Indeed anybody getting close to the Russian bred fear that Dein might return and this was what led to the breach with Lady Nina. Worried by how close she was getting to the Russian, she was dumped from the Board in 2008 hours after she had been unanimously re-elected by the annual general meeting of the club. Since then, her intentions regarding her share stake have greatly concerned the board.

The relief when Fiszman finally persuaded her to sell to Kroenke is evident. This explains why Hill-Wood went out of his way to praise the Bracewell-Smith family for the role they have played in the development and success of Arsenal over the last 70 years.
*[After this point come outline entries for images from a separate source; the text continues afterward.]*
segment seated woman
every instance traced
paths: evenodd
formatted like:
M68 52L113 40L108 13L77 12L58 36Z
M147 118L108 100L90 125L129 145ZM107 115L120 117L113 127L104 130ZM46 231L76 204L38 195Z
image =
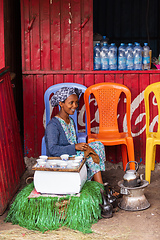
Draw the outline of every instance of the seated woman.
M101 171L105 171L105 149L101 142L77 143L75 123L69 115L73 115L78 107L78 96L81 90L63 87L51 98L52 107L60 105L59 113L48 123L45 131L47 156L59 157L62 154L83 155L90 146L99 155L99 164L92 157L86 160L87 179L92 178L103 184Z

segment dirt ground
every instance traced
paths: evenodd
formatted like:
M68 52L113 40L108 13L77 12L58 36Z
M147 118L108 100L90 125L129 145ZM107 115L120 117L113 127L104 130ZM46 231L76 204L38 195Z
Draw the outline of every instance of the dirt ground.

He ended with the promise: “We will be considering appropriate ways to mark this long and valued commitment.” Lady Nina has clearly been forgiven now that she has done what Danny wanted, even if it was at the last moment.

There is no such redemption for Dein or even a mention that he originally brought in Kroenke. There may be a new chapter in the Arsenal story but Dein cannot be forgiven. And that is a great pity.
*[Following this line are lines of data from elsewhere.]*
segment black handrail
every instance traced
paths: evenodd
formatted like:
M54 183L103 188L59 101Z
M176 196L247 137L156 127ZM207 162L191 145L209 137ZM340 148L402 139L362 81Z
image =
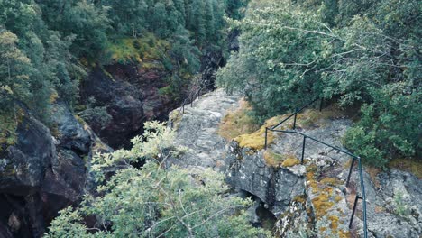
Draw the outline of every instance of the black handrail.
M305 109L306 107L311 105L313 103L315 103L316 101L317 101L318 98L313 100L312 102L308 103L307 105L306 105L305 106L302 106L300 109L296 109L295 110L295 113L290 114L289 117L287 117L286 119L284 119L283 121L281 121L280 123L279 123L278 124L274 125L274 126L271 126L271 127L265 127L265 145L264 145L264 148L265 150L267 150L267 137L268 137L268 131L271 131L271 132L275 132L275 133L295 133L295 134L300 134L303 136L303 144L302 144L302 155L301 155L301 160L300 160L300 162L301 164L303 164L304 162L304 158L305 158L305 148L306 148L306 143L307 143L307 139L310 139L314 142L316 142L318 143L321 143L321 144L324 144L327 147L330 147L335 151L338 151L340 152L343 152L344 154L347 154L349 156L352 157L352 162L350 164L350 169L349 169L349 174L347 176L347 181L346 181L346 187L349 187L349 182L350 182L350 178L351 178L351 175L352 175L352 172L353 172L353 163L354 161L358 161L358 169L359 169L359 180L360 180L360 183L361 183L361 193L362 193L362 197L359 197L359 195L356 193L356 197L354 199L354 205L353 205L353 209L352 211L352 216L350 218L350 223L349 223L349 229L352 229L352 224L353 224L353 217L354 217L354 214L355 214L355 211L356 211L356 207L357 207L357 202L359 199L362 200L362 206L363 206L363 235L365 238L368 237L368 226L367 226L367 217L366 217L366 194L365 194L365 186L364 186L364 183L363 183L363 173L362 171L362 161L361 161L361 158L357 155L354 155L349 151L346 151L343 149L340 149L336 146L334 146L334 145L331 145L329 143L326 143L326 142L324 142L316 138L314 138L312 136L308 136L305 133L302 133L300 132L297 132L297 131L290 131L290 130L276 130L275 128L279 127L280 125L281 125L283 123L285 123L287 120L290 119L291 117L295 117L294 118L294 123L293 123L293 130L296 129L296 120L297 120L297 116L298 116L298 113L301 112L303 109ZM321 98L321 104L319 105L319 111L322 110L322 106L323 106L323 99Z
The fact is that Dein, for all his faults and mistakes, played a significant role in the making of modern Arsenal, not least in the recruitment of Arsene Wenger.
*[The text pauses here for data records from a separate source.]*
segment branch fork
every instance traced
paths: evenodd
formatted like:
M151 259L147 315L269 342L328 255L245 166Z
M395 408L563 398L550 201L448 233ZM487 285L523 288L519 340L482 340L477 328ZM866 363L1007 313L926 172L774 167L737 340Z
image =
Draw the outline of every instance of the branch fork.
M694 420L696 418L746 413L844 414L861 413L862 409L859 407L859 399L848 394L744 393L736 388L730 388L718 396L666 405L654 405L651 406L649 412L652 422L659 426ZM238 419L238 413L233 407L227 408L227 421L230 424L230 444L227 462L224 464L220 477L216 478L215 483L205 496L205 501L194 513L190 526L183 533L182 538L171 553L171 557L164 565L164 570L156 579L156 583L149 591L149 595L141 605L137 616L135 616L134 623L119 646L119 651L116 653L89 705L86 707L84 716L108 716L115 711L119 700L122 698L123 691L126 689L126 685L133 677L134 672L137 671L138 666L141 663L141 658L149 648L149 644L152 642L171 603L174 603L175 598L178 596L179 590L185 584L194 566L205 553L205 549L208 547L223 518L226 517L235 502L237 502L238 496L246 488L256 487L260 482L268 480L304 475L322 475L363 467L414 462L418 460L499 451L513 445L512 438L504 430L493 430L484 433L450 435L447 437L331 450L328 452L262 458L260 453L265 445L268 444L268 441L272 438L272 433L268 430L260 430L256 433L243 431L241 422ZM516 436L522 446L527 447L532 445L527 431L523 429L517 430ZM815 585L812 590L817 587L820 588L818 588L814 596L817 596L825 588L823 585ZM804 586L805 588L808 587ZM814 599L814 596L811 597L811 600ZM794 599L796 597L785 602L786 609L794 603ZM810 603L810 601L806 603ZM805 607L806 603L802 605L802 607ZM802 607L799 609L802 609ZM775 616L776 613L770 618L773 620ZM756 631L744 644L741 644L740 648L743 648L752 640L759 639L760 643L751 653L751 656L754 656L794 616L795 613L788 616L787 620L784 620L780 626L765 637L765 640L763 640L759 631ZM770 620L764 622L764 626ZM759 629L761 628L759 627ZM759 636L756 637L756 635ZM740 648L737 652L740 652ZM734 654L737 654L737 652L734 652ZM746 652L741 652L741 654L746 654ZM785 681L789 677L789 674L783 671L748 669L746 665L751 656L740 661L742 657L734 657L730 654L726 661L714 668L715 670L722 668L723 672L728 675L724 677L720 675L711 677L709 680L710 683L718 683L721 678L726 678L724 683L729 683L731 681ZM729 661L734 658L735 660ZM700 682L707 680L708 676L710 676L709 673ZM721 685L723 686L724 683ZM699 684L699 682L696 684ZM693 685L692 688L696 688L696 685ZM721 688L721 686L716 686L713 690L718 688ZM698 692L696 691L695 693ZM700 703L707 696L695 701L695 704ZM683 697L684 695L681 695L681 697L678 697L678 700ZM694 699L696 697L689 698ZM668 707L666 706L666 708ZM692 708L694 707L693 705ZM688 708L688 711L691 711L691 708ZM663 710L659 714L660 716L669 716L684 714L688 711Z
Just draw back a bit and consider the situation when David Dein first got into Arsenal. He was much taken by what Irving Scholar had done at Tottenham in the early 80s, managing to get round restrictive clauses that meant directors controlled who could buy shares in closed companies. Scholar’s arrival at Tottenham marked the start of commercialism in English football with Tottenham being floated on the stock exchange. Arsenal did not list on the exchange, Hill-Wood vetoing this Dein idea, but Dein did introduce commercialism at staid Highbury.

The thing to avoid here is the romantic notion that there was an English footballing paradise before money came into the game. There wasn’t. English football in the 80s was rotten. It was racist, sexist and, what is more, dangerously unsafe. English football needed to change and Dein was an innovator.

Dein had financial problems as a result of the collapse of his sugar business where he was the victim of a massive fraud. It was this that brought Fiszman into Arsenal, buying some of Dein’s shares. Having once been the unchallenged King of Highbury with a 42 per cent stake, Dein slowly saw it wither away while Fiszman’s share rose.

The two men might always have fallen out. But it did not help that they had sharp differences over Arsenal’s future strategy. Should the club have a new stadium or should it share the new Wembley? Dein favoured Wembley, Fiszman made sure Arsenal went for a new stadium.

You could argue that Fiszman was right and Dein was wrong. Building Emirates has been a success although it meant huge borrowings. It also soured relations in the board as the man Fiszman brought in to run the stadium project, Keith Edelman, did not get on with Dein. Indeed, when they both represented the club at Premier League meetings, the joke used to be that it was always a score draw with Arsenal since whatever Dein said Edelman opposed.

Kroenke, as the new custodian, does not have to worry about such things. He has made fine promises about not using the club’s funds to finance his purchase and respecting the self sustaining Arsenal model. But only time will show if these are the promises newspaper proprietors make when they buy a title. In such cases written pledges often prove not to be worth much.

And what all this does not answer is what happens to Wenger?

It is clear that he lost a soul mate when Dein was dumped. Arsenal then said there would be a replacement. There has not been. It will be interesting to see how the new owner will go about replacing the sounding board Wenger lost when Dein left.

For Arsenal fans, all this talk of Kroenke being the ideal custodian will mean little if the Frenchman does not rediscover his winning ways.